The main U23 race in Colombia was about to happen, and I didn’t have a team. Nairo talked to his friend who was a politician, and he was interested in starting a team. I went on to the race with that team, and finished eight in the GC. Based on those results, Nairo wanted to continue the project, and we also got the support of General Palomino, from the National Police. The way it was structured was interesting, and revolved around the fact that in Colombia, there’s compulsory military service. Due to our age, and the support of the National Police, it was arranged that we would be completing our military service as cyclists, representing the armed forces nationally and even internationally. So our riding was in fact our service to the military.

But since Nairo was friends with this one politician, his rivals decided end the team after only three months. They convinced the General that the team had to end, and that was it.

And that meant you still had to serve military service?
Yes. As you know, in Colombia, you have to serve for 18 months. So I had to serve out the remainder as an auxiliary officer, patrolling the streets. And then went back to being a cyclist. At any rate, that’s the kind of thing that would have to change in Colombia. The sport is so tied in to the government and thus to politicians, that this type of thing can happen.

What’s your current living situation in Europe?
I live alone in Pamplona. Several other professionals live nearby. Carlos Betancur lives nearby so do Sebastian and Sergio Henao. Vasili Kiryienka lives there, and many others are around.

Nairo used to live in Pamplona, but now lives in Monaco. Would you consider living with him, or is it best to have your separate lives, since you're already do the same thing for a living while racing on the same team as well?
I would like to live with him, for sure. We’ve talked about it, and after all, it would be best to be with family when you're all the way over here in Europe. I think we'll do that in the future.


Marginalia

1.
Much has been made about Carlos Betancur's problems in the past, as well as his apparent return to form (physically and mentally) this year. Cycling aside, I certainly hope it's true for his own sake, and that of his family. It's interesting to point out, however, that even his team seems surprised when he shows up to something. Consider the Tweet below from Movistar, which states:

"The team had it's first training session around Arnhame, Carlos Betancur, PRESENT!"

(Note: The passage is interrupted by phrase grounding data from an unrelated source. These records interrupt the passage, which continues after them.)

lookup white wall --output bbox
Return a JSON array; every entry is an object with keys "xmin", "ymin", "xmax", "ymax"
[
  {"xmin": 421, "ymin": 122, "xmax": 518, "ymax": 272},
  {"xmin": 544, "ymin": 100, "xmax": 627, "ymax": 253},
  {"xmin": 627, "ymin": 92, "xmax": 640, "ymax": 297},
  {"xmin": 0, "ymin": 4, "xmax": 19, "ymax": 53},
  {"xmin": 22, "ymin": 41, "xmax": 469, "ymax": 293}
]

Seriously, think about that. You show up to work, and your team tweets it out in all CAPS! You could say that the tweet came about due to him not being originally scheduled to do the race, but all I can think of is that old Chris Rock joke. "You're supposed to show up, what do you want, a cookie?"

Also, have you noticed Betancur's quads as of late?

2.
Remember when this blog used to be called Cycling Inquisition and I got jerseys made? Well, those jerseys are still out there, being raced in Europe no less, and worn to amazing victories...I'm sure.